Connection Patterns Profile D
“Cherishing Deeply”
Your Connection Pattern D: Cherishing Deeply
If your quiz results showed Cherishing Deeply as your primary pattern, you already know how to see people’s essence, hold space for others, and create conditions where people feel valued.
This is a profound gift to offer to others - and to yourself.
But here’s what often comes with that gift: burnout, exhaustion, and feeling taken for granted.
You give and give - because you genuinely care, because you see people’s potential, because you believe in the power of connection. And sometimes you wake up empty, resentful, or wondering why no one cherishes you the way you cherish them.
Your capacity to sustain deep connection isn’t the problem.

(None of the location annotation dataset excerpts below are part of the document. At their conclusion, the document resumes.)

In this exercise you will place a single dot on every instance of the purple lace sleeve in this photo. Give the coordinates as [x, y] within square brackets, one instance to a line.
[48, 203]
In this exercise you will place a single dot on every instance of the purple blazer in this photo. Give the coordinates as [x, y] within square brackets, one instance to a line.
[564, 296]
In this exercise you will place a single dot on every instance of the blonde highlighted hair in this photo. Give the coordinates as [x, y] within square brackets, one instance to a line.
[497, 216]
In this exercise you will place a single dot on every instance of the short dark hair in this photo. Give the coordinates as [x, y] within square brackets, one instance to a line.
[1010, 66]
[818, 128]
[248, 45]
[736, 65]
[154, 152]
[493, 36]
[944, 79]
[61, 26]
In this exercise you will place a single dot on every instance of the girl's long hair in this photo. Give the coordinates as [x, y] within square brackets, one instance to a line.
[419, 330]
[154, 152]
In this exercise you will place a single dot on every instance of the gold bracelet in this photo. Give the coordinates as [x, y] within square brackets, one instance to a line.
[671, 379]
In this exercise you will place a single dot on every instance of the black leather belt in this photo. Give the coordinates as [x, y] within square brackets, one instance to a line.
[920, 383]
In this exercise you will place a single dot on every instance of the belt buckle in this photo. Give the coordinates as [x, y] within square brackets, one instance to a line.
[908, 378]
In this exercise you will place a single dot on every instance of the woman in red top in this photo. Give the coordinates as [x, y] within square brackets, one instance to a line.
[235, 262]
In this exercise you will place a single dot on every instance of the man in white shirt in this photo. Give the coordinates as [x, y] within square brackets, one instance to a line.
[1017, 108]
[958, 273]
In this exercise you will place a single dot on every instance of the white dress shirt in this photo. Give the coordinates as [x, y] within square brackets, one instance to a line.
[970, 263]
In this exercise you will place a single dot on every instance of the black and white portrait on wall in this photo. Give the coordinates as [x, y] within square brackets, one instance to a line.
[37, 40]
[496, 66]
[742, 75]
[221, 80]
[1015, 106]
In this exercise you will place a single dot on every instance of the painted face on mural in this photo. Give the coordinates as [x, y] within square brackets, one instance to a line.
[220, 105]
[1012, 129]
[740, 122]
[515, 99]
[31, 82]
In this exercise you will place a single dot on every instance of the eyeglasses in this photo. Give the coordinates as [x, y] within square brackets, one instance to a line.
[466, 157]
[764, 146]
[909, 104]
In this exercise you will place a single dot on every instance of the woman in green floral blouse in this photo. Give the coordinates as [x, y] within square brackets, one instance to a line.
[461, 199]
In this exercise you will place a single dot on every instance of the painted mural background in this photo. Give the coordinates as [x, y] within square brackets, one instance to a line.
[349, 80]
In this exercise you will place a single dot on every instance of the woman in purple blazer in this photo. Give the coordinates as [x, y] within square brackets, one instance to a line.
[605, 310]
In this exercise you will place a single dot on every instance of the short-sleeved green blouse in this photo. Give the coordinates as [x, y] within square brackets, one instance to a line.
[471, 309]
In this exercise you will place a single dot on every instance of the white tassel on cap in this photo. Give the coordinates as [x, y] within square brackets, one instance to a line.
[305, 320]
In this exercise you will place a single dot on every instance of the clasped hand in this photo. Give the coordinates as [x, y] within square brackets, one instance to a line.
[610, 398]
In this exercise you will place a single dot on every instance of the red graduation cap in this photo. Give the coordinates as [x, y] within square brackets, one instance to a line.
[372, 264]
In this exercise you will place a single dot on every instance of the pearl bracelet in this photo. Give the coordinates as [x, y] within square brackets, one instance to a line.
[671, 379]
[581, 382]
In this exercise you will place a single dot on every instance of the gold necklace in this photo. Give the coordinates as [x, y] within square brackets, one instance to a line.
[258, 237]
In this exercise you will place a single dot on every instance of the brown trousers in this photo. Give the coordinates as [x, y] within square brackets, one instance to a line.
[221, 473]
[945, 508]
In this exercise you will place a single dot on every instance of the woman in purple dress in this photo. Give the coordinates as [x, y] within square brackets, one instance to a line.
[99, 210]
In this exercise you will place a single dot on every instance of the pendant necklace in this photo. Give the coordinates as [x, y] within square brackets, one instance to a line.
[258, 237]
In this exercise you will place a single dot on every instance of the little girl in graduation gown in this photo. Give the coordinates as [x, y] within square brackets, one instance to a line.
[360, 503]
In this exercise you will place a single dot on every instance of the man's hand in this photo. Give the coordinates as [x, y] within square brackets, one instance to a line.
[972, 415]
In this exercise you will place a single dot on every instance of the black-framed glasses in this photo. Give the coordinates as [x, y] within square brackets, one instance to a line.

The problem is when you give more than you receive, say yes when you mean no, and forget that you deserve cherishing too.
-----
What This Pattern Looks Like
You might recognize yourself in these experiences:
- You naturally see past people’s defenses to their essence
- You create spaces where others feel safe, valued, and understood
- People come to you with their problems, their pain, their needs
- You often put others’ needs ahead of your own (and feel guilty when you don’t)

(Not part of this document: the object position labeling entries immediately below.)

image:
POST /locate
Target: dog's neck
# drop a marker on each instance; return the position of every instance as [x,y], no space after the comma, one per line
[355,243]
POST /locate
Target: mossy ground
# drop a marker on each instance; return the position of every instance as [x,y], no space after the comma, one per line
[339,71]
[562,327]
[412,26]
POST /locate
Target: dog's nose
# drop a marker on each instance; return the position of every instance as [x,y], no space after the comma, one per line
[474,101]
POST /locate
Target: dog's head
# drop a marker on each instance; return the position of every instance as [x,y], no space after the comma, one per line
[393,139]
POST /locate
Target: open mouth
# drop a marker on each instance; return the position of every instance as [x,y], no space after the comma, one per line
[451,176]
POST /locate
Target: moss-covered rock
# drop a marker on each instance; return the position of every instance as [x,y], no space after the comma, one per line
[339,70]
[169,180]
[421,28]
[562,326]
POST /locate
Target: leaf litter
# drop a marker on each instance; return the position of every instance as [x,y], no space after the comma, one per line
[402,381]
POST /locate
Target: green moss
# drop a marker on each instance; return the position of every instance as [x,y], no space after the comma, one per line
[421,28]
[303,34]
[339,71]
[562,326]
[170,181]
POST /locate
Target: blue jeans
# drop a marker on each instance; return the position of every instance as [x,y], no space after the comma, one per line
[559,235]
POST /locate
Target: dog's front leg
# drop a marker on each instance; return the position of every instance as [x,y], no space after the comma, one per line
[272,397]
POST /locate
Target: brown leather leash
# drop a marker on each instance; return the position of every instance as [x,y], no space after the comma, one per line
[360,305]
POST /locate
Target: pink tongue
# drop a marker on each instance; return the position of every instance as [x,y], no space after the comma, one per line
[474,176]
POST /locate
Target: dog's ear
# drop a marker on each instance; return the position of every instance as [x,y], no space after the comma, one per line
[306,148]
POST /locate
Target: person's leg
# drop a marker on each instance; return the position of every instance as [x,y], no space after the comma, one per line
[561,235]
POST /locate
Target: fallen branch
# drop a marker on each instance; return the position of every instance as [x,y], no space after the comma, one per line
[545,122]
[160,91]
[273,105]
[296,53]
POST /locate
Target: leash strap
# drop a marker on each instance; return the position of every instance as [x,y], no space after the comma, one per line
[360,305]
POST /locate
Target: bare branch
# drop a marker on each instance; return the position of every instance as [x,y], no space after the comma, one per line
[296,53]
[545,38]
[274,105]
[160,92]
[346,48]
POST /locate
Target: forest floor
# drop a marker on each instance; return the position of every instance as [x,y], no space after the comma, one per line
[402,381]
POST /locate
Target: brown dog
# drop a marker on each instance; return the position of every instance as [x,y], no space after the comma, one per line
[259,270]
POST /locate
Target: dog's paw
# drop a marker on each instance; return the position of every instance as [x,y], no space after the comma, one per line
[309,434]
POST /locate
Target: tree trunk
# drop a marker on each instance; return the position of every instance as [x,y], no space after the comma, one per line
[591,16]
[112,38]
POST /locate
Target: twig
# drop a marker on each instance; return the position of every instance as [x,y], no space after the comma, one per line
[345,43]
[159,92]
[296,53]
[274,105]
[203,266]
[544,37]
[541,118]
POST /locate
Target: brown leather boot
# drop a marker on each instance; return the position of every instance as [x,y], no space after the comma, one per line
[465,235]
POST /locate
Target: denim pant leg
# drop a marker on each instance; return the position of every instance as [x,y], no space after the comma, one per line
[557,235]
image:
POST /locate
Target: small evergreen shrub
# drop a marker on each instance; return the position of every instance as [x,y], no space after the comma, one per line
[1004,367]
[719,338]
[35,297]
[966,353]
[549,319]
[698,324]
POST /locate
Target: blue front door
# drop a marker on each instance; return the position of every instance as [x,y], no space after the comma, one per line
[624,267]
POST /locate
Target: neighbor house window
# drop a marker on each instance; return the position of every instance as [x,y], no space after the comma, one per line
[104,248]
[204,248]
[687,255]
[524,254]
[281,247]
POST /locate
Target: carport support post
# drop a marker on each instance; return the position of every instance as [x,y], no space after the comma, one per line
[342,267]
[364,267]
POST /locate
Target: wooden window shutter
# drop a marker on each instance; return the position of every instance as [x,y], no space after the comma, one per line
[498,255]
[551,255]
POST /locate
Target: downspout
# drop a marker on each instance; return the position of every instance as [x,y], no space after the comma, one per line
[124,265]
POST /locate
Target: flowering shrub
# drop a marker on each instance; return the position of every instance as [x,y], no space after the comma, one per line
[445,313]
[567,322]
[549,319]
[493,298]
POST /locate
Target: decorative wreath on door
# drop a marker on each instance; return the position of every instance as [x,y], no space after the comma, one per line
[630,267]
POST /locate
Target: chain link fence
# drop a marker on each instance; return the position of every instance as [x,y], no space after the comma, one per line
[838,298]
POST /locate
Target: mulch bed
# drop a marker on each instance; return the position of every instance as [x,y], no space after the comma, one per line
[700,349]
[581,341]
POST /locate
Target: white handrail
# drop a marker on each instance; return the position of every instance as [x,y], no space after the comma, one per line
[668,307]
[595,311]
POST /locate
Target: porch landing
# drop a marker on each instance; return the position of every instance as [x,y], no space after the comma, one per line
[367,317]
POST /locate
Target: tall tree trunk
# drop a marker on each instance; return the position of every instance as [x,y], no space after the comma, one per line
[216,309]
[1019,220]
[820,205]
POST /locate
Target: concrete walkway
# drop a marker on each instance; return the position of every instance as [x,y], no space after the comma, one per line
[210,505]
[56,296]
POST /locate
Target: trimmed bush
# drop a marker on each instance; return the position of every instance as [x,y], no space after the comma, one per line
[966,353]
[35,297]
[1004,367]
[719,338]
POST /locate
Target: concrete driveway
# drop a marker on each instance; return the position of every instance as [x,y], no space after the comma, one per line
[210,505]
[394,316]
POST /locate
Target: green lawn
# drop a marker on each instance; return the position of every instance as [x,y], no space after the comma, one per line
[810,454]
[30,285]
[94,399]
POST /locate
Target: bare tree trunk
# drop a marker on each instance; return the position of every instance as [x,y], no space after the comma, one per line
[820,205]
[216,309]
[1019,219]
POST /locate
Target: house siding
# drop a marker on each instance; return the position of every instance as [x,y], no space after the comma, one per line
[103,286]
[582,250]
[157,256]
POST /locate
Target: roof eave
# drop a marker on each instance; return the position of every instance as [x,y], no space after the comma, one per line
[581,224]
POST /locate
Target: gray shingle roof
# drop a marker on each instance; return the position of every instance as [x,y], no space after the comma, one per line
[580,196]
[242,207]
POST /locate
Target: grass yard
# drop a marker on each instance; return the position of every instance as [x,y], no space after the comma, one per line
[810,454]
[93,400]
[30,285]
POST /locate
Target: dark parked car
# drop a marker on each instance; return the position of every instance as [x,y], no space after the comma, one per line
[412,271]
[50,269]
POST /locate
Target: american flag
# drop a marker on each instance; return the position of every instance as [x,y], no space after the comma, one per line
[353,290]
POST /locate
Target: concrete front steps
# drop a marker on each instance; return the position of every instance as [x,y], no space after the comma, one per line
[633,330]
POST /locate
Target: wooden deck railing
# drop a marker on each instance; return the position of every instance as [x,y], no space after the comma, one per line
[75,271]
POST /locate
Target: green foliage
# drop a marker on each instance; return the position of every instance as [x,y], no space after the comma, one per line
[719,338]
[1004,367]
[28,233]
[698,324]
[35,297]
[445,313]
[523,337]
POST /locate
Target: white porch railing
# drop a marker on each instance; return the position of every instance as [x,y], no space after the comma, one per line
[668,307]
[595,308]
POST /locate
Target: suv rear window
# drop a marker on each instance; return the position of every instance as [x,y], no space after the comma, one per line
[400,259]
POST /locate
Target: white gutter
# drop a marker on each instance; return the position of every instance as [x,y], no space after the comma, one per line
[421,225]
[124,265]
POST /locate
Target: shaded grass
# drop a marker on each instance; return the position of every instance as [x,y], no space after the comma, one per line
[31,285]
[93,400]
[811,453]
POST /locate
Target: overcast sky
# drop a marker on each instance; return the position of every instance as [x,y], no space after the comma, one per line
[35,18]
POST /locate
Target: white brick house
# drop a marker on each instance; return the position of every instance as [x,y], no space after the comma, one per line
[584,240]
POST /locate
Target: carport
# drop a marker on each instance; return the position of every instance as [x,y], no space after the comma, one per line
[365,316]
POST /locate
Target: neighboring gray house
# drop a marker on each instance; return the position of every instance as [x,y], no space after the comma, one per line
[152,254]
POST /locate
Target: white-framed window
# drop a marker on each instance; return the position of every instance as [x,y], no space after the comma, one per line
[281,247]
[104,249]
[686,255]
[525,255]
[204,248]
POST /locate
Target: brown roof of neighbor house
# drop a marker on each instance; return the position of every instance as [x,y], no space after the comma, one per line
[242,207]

- You feel energized by helping others flourish - until you don’t, and then you crash
- You’ve been called “caring,” “generous,” “always there” - but also maybe “too much” or “too sensitive”

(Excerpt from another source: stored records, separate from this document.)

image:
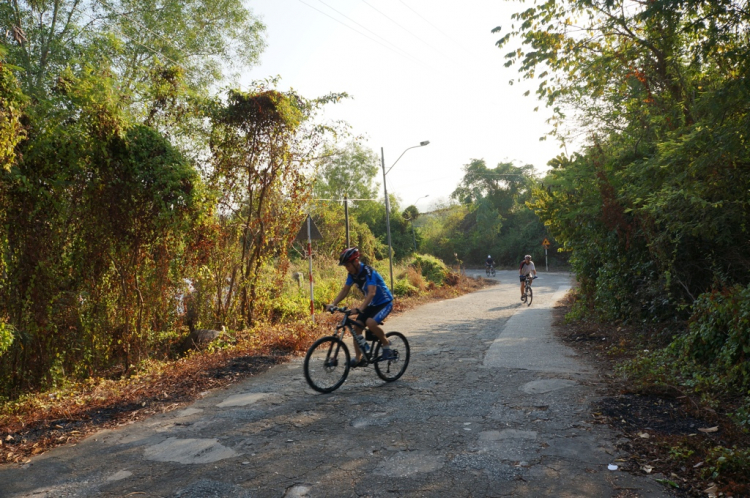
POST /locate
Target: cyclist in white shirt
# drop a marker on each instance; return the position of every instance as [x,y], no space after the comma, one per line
[527,266]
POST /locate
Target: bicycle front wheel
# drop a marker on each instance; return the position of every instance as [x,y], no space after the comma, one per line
[390,370]
[327,364]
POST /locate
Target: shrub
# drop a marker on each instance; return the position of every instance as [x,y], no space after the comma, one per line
[433,269]
[415,278]
[402,287]
[719,335]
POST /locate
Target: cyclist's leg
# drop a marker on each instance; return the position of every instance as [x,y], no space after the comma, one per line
[357,352]
[373,323]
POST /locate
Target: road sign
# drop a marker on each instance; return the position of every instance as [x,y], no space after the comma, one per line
[314,232]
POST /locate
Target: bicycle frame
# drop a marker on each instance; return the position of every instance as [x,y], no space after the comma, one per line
[349,323]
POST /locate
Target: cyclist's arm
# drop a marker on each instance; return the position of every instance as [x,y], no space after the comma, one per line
[342,294]
[371,291]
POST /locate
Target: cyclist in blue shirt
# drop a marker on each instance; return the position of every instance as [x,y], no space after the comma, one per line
[377,304]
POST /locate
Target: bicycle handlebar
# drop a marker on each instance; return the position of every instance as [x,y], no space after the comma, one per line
[342,309]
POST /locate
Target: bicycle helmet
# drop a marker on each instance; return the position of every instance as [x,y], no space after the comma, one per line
[348,255]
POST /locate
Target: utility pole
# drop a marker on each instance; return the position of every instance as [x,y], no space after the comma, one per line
[346,217]
[387,216]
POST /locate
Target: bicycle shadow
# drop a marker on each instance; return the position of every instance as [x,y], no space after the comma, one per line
[509,307]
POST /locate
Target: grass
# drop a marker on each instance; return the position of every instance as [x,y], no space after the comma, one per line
[37,422]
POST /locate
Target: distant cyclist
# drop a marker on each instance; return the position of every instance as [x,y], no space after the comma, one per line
[378,301]
[527,266]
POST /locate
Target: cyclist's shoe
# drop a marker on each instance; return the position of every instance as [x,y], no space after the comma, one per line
[354,363]
[387,355]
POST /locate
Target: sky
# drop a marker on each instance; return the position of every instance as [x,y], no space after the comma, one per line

Here’s the truth: Your ability to cherish deeply is beautiful and rare.
But when you cherish everyone except yourself, when you give without receiving, when you can’t say no without guilt - that’s when the gift becomes a wound.
-----
What Gets in the Way
When cherishing deeply becomes depleting, these patterns often show up:
Giving without boundaries: Saying yes when you’re already overextended because you can’t stand disappointing people
Carrying others’ emotions: Feeling responsible for everyone’s happiness, healing, or growth
Resentment building: Giving generously, then feeling upset that no one gives back
Burnout that looks like apathy: You may feel like you’ve stopped caring about anything because caring has cost you too much
Martyrdom messaging: “No one appreciates me,” “I do everything,” “I’m always the one who . . .”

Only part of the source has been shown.